Object detection, a crucial aspect of computer vision, has seen significant advancements in accuracy and robustness. Despite these advancements, practical applications still face notable challenges, primarily the inaccurate detection or missed detection of small objects. Moreover, the extensive parameter count and computational demands of the detection models impede their deployment on equipment with limited resources. In this paper, we propose YOLO-TLA, an advanced object detection model building on YOLOv5. We first introduce an additional detection layer for small objects in the neck network pyramid architecture, thereby producing a feature map of a larger scale to discern finer features of small objects. Further, we integrate the C3CrossCovn module into the backbone network. This module uses sliding window feature extraction, which effectively minimizes both computational demand and the number of parameters, rendering the model more compact. Additionally, we have incorporated a global attention mechanism into the backbone network. This mechanism combines the channel information with global information to create a weighted feature map. This feature map is tailored to highlight the attributes of the object of interest, while effectively ignoring irrelevant details.

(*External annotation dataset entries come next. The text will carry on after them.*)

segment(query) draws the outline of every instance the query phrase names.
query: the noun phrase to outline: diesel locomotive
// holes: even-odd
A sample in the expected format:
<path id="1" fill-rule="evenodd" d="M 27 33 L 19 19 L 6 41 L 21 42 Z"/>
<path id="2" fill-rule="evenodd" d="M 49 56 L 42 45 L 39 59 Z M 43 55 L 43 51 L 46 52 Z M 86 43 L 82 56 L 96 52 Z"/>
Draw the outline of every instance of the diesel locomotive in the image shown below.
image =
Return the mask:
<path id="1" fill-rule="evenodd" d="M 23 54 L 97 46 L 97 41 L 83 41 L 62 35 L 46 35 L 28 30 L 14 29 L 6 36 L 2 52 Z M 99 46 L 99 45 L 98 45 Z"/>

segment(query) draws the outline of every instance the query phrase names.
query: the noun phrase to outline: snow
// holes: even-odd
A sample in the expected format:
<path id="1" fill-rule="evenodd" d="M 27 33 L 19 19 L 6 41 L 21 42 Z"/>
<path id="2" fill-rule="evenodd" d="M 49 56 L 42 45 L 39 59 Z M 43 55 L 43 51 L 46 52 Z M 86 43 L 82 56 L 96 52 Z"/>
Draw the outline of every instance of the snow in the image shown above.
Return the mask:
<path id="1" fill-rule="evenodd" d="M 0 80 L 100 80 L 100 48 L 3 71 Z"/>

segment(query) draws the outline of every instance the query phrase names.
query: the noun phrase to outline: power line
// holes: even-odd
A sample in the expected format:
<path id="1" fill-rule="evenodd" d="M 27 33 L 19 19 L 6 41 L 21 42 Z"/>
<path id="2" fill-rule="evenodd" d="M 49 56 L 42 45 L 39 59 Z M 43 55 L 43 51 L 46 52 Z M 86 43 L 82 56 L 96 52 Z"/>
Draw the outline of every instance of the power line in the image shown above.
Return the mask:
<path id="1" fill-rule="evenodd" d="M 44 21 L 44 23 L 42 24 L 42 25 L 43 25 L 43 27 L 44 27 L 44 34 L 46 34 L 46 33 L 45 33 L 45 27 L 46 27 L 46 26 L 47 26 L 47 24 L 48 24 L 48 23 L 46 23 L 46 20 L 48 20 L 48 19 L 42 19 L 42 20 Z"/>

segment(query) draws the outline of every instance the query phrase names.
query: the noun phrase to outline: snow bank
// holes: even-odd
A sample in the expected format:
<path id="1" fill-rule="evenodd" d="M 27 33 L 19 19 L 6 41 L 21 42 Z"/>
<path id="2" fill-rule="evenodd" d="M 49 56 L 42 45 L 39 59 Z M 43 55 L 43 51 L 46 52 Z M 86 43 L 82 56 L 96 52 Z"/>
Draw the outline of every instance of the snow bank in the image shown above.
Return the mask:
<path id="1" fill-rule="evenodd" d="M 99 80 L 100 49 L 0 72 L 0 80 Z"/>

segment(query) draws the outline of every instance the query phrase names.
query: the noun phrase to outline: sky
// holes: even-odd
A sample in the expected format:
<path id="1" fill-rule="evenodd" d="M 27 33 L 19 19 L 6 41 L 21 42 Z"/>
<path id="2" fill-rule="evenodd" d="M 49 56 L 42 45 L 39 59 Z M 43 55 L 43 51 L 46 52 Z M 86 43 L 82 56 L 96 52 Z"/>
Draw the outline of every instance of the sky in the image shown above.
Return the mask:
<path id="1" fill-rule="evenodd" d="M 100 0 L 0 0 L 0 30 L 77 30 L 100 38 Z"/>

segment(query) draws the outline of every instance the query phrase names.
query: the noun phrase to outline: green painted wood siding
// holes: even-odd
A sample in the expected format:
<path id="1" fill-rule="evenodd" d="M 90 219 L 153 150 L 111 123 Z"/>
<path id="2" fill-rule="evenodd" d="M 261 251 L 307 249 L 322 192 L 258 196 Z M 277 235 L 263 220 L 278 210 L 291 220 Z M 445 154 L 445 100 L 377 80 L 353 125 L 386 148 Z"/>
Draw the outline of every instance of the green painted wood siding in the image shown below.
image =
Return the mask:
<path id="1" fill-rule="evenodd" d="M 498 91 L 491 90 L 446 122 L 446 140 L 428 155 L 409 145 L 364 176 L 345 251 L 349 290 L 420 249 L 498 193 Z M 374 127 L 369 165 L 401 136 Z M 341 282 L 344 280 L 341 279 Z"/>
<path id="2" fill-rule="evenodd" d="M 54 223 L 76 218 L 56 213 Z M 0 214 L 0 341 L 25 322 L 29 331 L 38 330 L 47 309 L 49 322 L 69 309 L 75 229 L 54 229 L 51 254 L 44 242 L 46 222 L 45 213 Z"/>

In comparison to the baseline YOLOv5s model, our newly developed YOLO-TLA model has shown considerable improvements on the MS COCO validation dataset, with increases of 4.6% in mAP@0.5 and 4% in mAP@0.5:0.95, all while keeping the model size compact at 9.49M parameters. Further extending these improvements to the YOLOv5m model, the enhanced version exhibited a 1.7% and 1.9% increase in mAP@0.5 and mAP@0.5:0.95, respectively, with a total of 27.53M parameters. These results validate the YOLO-TLA model’s efficient and effective performance in small object detection, achieving high accuracy with fewer parameters and computational demands.

Abstract Image

查看原文

微信好友朋友圈 QQ好友复制链接

本刊更多论文

Yolo-tla：基于 YOLOv5 的高效轻量级小目标检测模型

物体检测是计算机视觉的一个重要方面，在准确性和鲁棒性方面取得了显著进步。尽管取得了这些进步，但实际应用仍然面临着显著的挑战，主要是对小物体的检测不准确或漏检。此外，检测模型的大量参数和计算需求也阻碍了它们在资源有限的设备上的部署。在本文中，我们提出了基于 YOLOv5 的高级物体检测模型 YOLO-TLA。我们首先在颈部网络金字塔结构中为小物体引入了一个额外的检测层，从而生成一个更大尺度的特征图，以辨别小物体更精细的特征。此外，我们还将 C3CrossCovn 模块集成到骨干网络中。该模块采用滑动窗口特征提取，有效地减少了计算需求和参数数量，使模型更加紧凑。此外，我们还在骨干网络中加入了全局关注机制。该机制将信道信息与全局信息相结合，创建加权特征图。该特征图是为突出感兴趣对象的属性而量身定制的，同时有效地忽略了无关细节。与基线 YOLOv5s 模型相比，我们新开发的 YOLO-TLA 模型在 MS COCO 验证数据集上显示出相当大的改进，在 mAP@0.5 和 mAP@0.5:0.95 上分别提高了 4.6% 和 4%，同时模型大小保持在 949 万个参数。将这些改进进一步扩展到 YOLOv5m 模型，增强版在 mAP@0.5 和 mAP@0.5:0.95 中分别提高了 1.7% 和 1.9%，参数总数达到 2753 万。这些结果验证了 YOLO-TLA 模型在小物体检测方面的高效性能，它以更少的参数和计算需求实现了高精度。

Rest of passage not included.